The clearly-defined path to success that all Singaporeans know like the back of their hands may not be right for everyone – but many walk on it anyway even if they don’t like it. This could explain why over 80 percent of Singaporeans don’t have a clear purpose in life.
But if you fall into this majority, what can you do? Ms Yeo of Happiness Scientists said: “It’s not uncommon for people not to know their purpose. Some people are fortunate enough to be in touch with their emotions, needs and wants; others not so much… For the latter group, I suggest you take your first steps towards introspection.
“You begin by asking yourself after each experience: ‘What did I get out of it? How do I feel about it? What strengths or weaknesses did the experience bring out in me?’ This will gradually help you understand yourself more intimately.
“Eventually, you will have a better sense of who you are and what you want. And the awareness of what you’re good or bad at takes you closer to what you want to pursue in life (because people tend to pursue activities they’re naturally good at). And when you can use that ability in service of something bigger than yourself, that’s when you find your purpose in life.”
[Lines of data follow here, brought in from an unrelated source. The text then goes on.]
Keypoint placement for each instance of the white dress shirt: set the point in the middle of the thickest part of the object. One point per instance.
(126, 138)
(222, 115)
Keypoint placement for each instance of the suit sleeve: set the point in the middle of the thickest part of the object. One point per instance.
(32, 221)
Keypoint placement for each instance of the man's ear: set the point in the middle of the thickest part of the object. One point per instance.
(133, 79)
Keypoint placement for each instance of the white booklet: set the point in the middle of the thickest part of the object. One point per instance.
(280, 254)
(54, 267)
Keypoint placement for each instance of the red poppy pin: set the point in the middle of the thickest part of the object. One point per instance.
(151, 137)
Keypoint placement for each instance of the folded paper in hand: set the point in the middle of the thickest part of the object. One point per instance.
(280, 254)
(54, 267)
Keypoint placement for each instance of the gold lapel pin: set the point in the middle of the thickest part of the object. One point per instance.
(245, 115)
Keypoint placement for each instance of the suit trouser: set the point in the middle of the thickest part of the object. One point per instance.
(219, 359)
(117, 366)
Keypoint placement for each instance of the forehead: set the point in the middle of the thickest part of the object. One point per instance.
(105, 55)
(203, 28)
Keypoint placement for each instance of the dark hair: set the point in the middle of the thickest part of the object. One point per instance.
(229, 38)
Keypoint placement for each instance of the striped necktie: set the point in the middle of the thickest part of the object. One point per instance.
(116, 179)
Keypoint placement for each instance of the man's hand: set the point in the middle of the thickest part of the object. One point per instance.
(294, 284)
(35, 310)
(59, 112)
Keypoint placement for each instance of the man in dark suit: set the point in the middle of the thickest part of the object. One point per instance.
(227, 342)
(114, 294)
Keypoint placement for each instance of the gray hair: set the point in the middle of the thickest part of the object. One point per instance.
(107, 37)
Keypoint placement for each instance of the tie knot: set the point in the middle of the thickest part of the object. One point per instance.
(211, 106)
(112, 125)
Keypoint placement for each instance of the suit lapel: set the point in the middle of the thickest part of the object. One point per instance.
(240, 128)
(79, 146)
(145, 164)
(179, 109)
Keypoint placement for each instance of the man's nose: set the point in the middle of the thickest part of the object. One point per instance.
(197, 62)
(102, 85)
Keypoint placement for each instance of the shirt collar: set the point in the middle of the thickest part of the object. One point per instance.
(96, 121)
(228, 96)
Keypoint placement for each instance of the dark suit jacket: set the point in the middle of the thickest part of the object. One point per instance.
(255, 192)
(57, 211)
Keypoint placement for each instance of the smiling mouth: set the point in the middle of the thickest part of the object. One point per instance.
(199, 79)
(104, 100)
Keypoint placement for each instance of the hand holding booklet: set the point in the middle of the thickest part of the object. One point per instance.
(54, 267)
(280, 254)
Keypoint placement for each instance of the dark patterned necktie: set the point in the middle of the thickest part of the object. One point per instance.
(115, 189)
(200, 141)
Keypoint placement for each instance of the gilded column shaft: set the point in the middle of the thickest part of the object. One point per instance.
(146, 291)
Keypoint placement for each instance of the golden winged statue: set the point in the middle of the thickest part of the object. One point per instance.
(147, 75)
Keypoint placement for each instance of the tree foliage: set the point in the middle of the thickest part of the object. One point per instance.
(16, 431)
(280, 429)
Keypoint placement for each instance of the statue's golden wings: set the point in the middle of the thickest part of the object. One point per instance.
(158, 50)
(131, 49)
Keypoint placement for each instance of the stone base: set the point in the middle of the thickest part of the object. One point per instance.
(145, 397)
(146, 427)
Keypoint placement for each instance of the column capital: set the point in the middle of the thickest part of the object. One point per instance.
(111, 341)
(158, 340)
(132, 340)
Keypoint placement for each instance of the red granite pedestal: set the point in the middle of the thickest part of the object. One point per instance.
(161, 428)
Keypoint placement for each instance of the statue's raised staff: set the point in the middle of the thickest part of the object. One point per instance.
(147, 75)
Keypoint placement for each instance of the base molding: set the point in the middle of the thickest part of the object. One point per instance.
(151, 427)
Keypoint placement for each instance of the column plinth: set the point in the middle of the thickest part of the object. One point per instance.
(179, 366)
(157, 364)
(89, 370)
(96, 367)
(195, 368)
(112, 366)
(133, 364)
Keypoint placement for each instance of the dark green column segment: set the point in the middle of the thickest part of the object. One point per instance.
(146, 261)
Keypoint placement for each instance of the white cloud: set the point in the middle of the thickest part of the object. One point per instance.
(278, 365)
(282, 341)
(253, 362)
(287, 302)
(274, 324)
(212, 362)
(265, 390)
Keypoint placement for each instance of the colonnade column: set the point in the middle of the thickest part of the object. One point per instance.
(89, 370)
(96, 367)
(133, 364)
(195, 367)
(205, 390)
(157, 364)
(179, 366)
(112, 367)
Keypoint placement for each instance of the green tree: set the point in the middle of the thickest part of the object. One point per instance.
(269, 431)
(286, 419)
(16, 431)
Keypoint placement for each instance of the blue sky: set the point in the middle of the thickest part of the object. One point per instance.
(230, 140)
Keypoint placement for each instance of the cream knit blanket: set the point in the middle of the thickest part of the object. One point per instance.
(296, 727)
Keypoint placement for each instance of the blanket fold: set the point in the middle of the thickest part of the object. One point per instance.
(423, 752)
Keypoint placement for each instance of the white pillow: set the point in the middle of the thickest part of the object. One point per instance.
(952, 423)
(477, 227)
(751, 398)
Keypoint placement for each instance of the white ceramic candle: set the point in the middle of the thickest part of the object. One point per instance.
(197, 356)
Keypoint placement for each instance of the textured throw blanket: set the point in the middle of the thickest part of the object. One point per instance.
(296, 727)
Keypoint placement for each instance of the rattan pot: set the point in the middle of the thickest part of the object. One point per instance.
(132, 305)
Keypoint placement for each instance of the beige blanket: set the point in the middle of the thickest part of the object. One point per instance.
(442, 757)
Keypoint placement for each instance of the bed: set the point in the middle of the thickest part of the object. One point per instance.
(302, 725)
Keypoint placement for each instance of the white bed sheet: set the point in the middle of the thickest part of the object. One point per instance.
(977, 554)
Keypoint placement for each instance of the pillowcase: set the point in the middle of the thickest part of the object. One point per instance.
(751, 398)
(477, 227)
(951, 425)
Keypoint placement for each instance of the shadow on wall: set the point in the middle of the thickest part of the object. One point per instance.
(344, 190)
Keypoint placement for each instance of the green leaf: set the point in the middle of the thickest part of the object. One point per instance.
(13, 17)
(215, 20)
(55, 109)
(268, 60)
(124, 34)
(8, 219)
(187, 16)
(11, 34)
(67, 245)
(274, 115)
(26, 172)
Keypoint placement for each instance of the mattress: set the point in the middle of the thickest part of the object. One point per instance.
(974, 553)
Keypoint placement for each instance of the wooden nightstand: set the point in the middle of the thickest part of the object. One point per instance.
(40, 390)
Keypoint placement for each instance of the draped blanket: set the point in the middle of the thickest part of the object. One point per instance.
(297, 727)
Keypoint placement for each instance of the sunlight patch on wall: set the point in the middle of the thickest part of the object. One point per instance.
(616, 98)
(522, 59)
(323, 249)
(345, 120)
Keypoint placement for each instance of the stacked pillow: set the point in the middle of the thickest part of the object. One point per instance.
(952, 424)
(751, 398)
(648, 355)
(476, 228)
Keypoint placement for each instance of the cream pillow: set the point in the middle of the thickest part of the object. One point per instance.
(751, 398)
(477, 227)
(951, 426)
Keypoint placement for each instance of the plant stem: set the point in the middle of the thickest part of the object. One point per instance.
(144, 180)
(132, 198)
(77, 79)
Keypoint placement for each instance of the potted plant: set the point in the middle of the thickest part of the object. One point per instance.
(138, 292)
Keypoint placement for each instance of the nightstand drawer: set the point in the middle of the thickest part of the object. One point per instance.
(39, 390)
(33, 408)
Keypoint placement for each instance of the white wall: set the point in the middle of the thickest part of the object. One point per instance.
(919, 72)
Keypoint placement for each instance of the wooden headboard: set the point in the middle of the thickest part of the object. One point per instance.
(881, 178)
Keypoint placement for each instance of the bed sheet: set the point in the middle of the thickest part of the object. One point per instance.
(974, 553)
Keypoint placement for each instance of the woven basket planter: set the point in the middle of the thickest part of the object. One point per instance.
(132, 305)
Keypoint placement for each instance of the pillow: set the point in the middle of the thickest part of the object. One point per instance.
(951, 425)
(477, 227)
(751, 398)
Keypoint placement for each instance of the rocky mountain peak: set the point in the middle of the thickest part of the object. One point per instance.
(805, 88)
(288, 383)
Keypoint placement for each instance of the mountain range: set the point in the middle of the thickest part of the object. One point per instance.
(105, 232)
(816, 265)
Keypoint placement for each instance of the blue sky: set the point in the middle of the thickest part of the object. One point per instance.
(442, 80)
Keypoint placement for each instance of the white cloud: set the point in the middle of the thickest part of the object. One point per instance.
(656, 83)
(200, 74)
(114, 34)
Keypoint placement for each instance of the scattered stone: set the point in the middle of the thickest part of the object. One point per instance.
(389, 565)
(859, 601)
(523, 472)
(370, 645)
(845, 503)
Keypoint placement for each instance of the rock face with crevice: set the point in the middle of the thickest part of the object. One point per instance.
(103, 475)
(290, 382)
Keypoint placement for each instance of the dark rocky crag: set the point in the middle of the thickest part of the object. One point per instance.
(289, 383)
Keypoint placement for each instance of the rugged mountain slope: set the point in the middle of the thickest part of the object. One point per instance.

Towards the close of the TedxSingapore event, Mr Lim projected a word cloud created by the participants who listed all the things that bring meaning to their lives. The words appearing in the biggest fonts (suggesting these were most commonly cited by participants) were ‘love’, ‘family’, ‘people’ and ‘connecting’. Meanwhile ‘work’, ‘success’ and ‘achieving’ were featured in smaller fonts. At least for the participants of TedxSingapore, they knew what mattered most.